As Constituições modernas, para além da organização, estrutura e funcionamento do Estado, cuidam de diversos assuntos que o constituinte adota como relevantes, emprestando-lhes dignidade constitucional. Chega PINTO FERREIRA a afirmar que, por natureza a priori, não há matérias constitucionais e não-constitucionais, não havendo hoje, no seu dizer, nenhum critério que estabeleça qual matéria deve ser tratada pela constituição ou pela lei.

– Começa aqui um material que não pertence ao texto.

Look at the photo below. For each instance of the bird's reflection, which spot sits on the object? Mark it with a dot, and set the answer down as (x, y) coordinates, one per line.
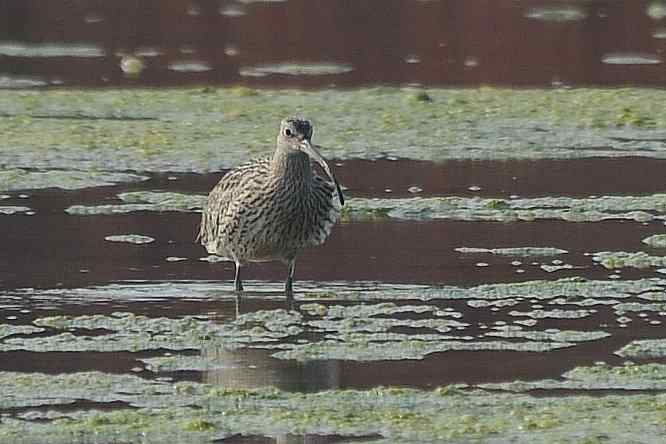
(255, 368)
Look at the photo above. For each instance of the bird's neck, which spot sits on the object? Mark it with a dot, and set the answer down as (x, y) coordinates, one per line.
(293, 167)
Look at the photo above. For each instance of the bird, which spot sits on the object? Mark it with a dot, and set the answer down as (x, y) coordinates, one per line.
(272, 208)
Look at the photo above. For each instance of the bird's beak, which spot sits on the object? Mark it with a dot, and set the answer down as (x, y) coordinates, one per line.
(311, 151)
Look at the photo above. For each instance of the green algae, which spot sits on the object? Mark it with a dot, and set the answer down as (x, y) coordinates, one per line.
(636, 208)
(144, 201)
(367, 330)
(644, 349)
(556, 335)
(364, 348)
(21, 179)
(141, 333)
(130, 239)
(189, 130)
(599, 377)
(203, 413)
(554, 314)
(184, 362)
(656, 241)
(515, 251)
(621, 259)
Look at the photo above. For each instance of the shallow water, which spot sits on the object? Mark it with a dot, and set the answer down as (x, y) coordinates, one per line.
(386, 302)
(344, 44)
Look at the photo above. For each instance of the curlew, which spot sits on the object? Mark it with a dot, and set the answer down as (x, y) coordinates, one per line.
(270, 209)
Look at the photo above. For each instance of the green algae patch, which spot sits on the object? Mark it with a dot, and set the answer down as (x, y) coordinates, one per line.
(656, 241)
(215, 128)
(367, 326)
(144, 201)
(21, 179)
(644, 349)
(621, 259)
(599, 377)
(381, 348)
(514, 251)
(515, 331)
(129, 332)
(204, 413)
(636, 208)
(174, 363)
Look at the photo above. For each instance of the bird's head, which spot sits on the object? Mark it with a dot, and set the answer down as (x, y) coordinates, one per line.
(295, 136)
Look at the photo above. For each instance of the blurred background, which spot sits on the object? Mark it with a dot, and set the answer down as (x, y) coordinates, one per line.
(321, 43)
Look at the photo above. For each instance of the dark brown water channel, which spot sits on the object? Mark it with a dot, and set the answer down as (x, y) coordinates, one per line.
(58, 253)
(322, 43)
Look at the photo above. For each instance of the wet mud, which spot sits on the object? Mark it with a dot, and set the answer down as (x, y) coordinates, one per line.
(526, 306)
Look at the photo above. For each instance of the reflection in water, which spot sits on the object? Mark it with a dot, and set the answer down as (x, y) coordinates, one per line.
(235, 39)
(256, 368)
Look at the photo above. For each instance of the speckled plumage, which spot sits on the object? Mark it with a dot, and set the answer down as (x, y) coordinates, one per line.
(272, 208)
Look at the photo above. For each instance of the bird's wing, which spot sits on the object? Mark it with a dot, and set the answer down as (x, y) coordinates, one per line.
(222, 195)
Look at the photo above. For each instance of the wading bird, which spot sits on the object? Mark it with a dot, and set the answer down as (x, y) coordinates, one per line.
(271, 209)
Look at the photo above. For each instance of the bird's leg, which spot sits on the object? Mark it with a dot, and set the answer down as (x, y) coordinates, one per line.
(238, 284)
(289, 283)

Dada a diversidade de matérias abordadas e a necessidade de a constituição não ser por demais longa, a concretização das normas constitucionais é deferida à normatividade infraconstitucional, surgindo, então, as chamadas normas de integração.

É diversificada a natureza das normas integrativas da vontade constitucional. Todas as espécies normativas  elencadas, v.g., no artigo 59 são aptas para tal. Às  vezes até a lei estadual é chamada a atender a vontade da Constituição, nada havendo nisto demais, até porque a autonomia do constituinte estadual é limitada pelos princípios da Constituição federal, segundo a regra estabelecida no art. 25. Aliás, esta regra, se não se tivesse corporificada na Constituição, estaria implícita no princípio federativo.

As normas constitucionais, assim, dada a sua diversidade de natureza, necessitam, para melhor compreensão e aplicação, ser classificadas, de modo a, agrupando-as por semelhança, ser possível extrair as consequências adequadas.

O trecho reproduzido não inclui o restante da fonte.